Its doable, but user is severely under-quoting the pricing. When you think about systems like this you have to take the price you are quoted from the company you plan to purchase from, and then add half of that to the price. You need some buffer in case something goes wrong / your battery shits out, panel gets hit with a rock, etc etc etc. Shit will go wrong eventually no matter how sure you are the system is solid.
Mining is another thing. To really optimize for a professional grade setup, its going to pricey, not just in equipment, but in code. Unless you are a programmer who has done work with automated systems like mining rigs, you are going to want to get someone to optimize it.
Michael Parker
This. Kek.
Camden Jenkins
>He doesn't know about the high altitude Sierra Nevada desert where the sun shines 357 days out of the year on average but due to the elevation it's cold most of the year.
All the miners will keep my nice and toasty in the high desert user.

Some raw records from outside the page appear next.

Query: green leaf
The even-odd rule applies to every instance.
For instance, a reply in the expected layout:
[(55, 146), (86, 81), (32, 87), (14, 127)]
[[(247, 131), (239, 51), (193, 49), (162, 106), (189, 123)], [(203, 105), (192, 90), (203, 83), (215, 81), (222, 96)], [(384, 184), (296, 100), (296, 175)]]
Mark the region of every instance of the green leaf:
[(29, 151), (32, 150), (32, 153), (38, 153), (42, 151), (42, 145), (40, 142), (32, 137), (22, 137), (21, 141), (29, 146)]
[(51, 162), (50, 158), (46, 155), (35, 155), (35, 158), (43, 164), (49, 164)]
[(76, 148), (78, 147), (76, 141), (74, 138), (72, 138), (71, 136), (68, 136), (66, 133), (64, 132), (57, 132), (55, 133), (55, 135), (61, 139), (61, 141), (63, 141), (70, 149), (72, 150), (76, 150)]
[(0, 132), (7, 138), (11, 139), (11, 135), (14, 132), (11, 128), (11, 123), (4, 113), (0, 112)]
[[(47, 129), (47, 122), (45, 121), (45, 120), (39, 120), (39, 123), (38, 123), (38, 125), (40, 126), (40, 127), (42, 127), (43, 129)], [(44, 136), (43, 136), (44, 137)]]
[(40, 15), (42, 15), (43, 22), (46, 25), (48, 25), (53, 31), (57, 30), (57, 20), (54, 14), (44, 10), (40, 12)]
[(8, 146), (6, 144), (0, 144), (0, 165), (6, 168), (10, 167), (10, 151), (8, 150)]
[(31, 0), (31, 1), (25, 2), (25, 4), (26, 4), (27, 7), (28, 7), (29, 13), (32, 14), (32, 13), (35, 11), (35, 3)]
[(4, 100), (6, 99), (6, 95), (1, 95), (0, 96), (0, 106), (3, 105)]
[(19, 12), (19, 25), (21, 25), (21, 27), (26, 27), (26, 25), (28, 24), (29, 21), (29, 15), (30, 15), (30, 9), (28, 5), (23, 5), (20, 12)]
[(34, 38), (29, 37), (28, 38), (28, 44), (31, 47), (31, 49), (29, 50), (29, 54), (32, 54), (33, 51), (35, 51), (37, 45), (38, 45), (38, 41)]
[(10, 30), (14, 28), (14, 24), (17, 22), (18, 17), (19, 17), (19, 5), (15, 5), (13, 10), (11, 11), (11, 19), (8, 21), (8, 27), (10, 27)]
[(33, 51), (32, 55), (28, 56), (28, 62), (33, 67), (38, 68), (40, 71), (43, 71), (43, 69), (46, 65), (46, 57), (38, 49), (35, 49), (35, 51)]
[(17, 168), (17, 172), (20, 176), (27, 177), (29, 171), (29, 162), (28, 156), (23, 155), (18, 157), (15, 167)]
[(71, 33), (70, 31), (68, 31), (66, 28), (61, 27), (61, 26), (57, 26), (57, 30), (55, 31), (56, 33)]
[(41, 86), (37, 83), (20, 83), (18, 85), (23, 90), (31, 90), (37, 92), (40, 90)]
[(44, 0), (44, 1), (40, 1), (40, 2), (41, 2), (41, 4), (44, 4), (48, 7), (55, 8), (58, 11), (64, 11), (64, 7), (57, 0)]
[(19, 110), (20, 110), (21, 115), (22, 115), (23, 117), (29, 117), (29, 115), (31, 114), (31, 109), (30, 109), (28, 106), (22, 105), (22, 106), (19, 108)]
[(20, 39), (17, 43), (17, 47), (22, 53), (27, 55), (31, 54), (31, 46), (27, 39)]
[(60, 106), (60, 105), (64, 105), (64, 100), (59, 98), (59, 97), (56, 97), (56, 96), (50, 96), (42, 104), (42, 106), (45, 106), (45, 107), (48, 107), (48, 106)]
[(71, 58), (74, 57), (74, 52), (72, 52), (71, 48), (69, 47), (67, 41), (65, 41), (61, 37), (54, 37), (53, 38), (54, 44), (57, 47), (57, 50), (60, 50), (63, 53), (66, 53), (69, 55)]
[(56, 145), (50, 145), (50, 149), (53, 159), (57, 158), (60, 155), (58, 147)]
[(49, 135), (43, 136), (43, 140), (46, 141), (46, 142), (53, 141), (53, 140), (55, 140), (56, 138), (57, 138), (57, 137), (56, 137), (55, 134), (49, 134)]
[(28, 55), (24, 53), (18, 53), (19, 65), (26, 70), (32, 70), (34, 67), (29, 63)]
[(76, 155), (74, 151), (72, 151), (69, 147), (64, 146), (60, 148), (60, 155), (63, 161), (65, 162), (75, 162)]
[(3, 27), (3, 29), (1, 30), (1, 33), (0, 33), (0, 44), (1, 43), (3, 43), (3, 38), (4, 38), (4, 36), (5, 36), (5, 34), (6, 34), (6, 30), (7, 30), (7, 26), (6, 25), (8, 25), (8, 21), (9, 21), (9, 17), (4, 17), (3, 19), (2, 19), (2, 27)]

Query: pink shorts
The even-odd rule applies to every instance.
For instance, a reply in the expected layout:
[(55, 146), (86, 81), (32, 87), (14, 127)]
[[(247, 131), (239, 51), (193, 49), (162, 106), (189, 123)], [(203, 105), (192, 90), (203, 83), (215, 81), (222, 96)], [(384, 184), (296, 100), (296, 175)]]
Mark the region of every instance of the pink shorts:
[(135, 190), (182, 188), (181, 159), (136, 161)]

If you buy the shit off alibaba you can get a 6kW system delivered for somewhere in the 4K or 5k range. Then set it up yourself. Obviously I wouldn't bother with tracking at the start, just set up at an angle for the season and latitude. Is it an option?
Sebastian Wilson
Yes. I work on the satellite industry and solar pans still can output a considerable amount even without tracking.
Samuel Gray
Idk my thought for this specific situation, is if you are going to move to a desert, and set up a system, you want to optimize asap, so you can start chipping away at your ROI. But no its not "necessary". Unless you also get a job in the desert doing...... idk doing whatever you can in the desert I guess, then its going to be your only income.
Also, living in the desert is really nice, until you get bored. Take it from a guy who spent 3 years patrolling a desert: don't start drinking. Smoke pot if you need something to occupy your time, but alcohol + desert + time = misery.
Christian Sanders
What is the easiest way to know if a property has good well potential or not? Lots of junk boomer properties on landwatch where the seller obviously has not been to the property
Connor Nelson
Thanks. What are your thoughts on finding an old patented mine (worked, but still has minerals) and doing hard rock mining as the second gig?
Nathaniel Gonzalez
If your way of cooling is to create constant airflow between the outside and the inside, it doesn't really matter what temperature it is outside, as long as it's not 50 degrees Celsius or something
Leo Miller
>He doesn't know how ambient temperature affects convective heat transfer
Easton Sanchez
>take out $100k in student loans >invest it all in shitcoins >move to china
Alexander Jones
ooooh nice
Samuel Rodriguez
Hey fuckers you seems to forgot about INTERNET connection. How do you get it in a fucking desert?